Books. I surround myself with books. There are books in every room in the house, save the bathrooms, because I think reading on the toilet is wrong. There's a pile next to the bed that'll hurt if it falls over, there's always a book in my bag, and my Amazon wish list (which is more like an aide-mémoire) is longer than my arm. I compulsively catalog books read via
Good Reads because I like making lists, and I like spending time on my couch dipping into long ago read books as though meeting old friends.
Some number of times in my recent wanderings in cyberspace, I've come across the meme that
Sweet/Salty Kate started in connection with the imminent release of her pirate book,
The Dread Crew. Reading these posts is kind of exhilarating, and daunting. Huh, I never read that, it sounds great. And, yes, I
loved that book. But, no way, that's a terrible piece of dreck.
So you know I had to do the meme:
1) You are facing an epic journey. You may choose one companion, one tool and one vehicle from any book or film to accompany you. Or just one of the three. It's up to you. What do you choose?
As companion, I'd take Stephen Maturin (from the Patrick O'Brian books), because he's smart and sensitive, and a spy and a doctor, and he plays the cello in his spare time. As tool, I'd take the alethiometer from The Golden Compass - after all, it tells the truth. The vehicle would have to be one of James Bond's cars as breathed upon by Q.2) You can escape to the insides of any book. Where do you go, and why?

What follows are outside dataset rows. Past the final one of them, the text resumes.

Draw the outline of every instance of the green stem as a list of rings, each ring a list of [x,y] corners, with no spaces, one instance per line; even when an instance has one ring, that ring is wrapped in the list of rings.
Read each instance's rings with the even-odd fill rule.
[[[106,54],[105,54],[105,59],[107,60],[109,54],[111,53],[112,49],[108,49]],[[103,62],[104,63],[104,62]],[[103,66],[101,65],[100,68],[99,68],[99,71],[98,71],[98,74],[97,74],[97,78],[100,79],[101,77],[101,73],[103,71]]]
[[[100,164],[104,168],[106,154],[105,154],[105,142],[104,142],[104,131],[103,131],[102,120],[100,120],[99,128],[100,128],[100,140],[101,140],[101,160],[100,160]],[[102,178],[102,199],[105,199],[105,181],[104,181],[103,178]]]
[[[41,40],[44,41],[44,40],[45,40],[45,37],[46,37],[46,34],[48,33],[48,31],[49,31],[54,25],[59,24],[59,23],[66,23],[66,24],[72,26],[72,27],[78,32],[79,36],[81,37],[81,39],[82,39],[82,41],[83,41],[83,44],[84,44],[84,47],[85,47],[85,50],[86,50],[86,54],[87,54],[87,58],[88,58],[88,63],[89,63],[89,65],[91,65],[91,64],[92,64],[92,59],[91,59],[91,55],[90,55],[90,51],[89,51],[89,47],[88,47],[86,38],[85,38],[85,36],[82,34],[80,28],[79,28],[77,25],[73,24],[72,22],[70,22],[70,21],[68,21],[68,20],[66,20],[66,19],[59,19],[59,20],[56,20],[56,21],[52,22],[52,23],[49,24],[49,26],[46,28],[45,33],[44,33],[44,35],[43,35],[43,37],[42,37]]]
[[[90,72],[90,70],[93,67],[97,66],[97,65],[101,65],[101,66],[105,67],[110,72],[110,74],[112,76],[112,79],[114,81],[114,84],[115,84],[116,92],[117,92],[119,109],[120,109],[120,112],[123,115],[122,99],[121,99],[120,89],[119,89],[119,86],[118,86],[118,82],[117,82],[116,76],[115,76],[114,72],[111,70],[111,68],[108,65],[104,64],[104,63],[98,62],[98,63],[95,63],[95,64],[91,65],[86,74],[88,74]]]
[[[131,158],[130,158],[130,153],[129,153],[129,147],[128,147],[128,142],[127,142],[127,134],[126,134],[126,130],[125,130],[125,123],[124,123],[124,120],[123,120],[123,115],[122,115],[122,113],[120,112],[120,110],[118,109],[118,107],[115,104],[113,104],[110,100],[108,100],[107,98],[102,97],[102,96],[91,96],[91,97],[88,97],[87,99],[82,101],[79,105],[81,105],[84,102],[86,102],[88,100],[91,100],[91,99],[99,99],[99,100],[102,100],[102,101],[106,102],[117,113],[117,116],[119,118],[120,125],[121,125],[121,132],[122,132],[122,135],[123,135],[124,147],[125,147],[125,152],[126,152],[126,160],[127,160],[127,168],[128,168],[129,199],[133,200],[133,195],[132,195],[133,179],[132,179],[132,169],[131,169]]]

To the estate of Malplaquet, in Mistress Masham's Repose. The heroine is an orphan, doing battle with her evil governess and a dastardly cleric, with the help of the kindly cook and a distracted professor. There are Lilliputians! And maps for endpapers! It's magic.3) You can bring one literary character into your current life. Who do you choose, and why?
Lord Peter Wimsey would be fun to hang out with. He's smart and rich and cultivated, and he drives a fine car.4)
The 27th Kingdom is my go-to book. I could read that book fifty-seven times in a row without a break for food or a pee and not be remotely bored. In fact I’ve already done that but it wasn’t fifty-seven times. It was sixty-four.
5) Of all the literary or film characters that made an impression on you as a kid, who was the most enviable?
I wanted to be Claudia, in From the Mixed-Up Files of Mrs. Basil E. Frankweiler. She runs away, to the Metropolitan Museum of Art, and then solves a mystery.6) Of all the literary or film characters that made an impression on you as a kid, who was the most frightening?
I read The Crying of Lot 49 when I was 16, and it terrified me. And I can't remember why. I sort of want to re-read it and see if it's still terrifying, and I sort of want to let sleeping dogs lie.7) Every time I read
A Room With A View, I see something in it that I haven’t seen before.
8) It is imperative that
The Dread Crew be made into a movie. Now. I am already picketing Hollywood for this—but if they cast
Hugh Grant as
Johnnie Golden, I will not be happy. I will, however, be appeased if they cast
Peter Stormare.
9)
A Suitable Boy is a book that should never be made (or should have never been made) into a film.
10) After all these years, the gynecological instruments scene in the book/movie
Dead Ringers still manages to give me the queebs.
11) After all these years, the wedding scene in the book/movie
The Philadelphia Story still manages to give me a thrill.
12) If I could corner the author
Charles Palliser, here’s what I’d say to him in one minute or less about their book,
The Quincunx:
But what about Johnnie's inheritance?13) The coolest non-fiction book I’ve ever read is
Water in the lake. Every time I flip through it, it makes me want to
put a book in the freezer and add mindful whimsy to my life.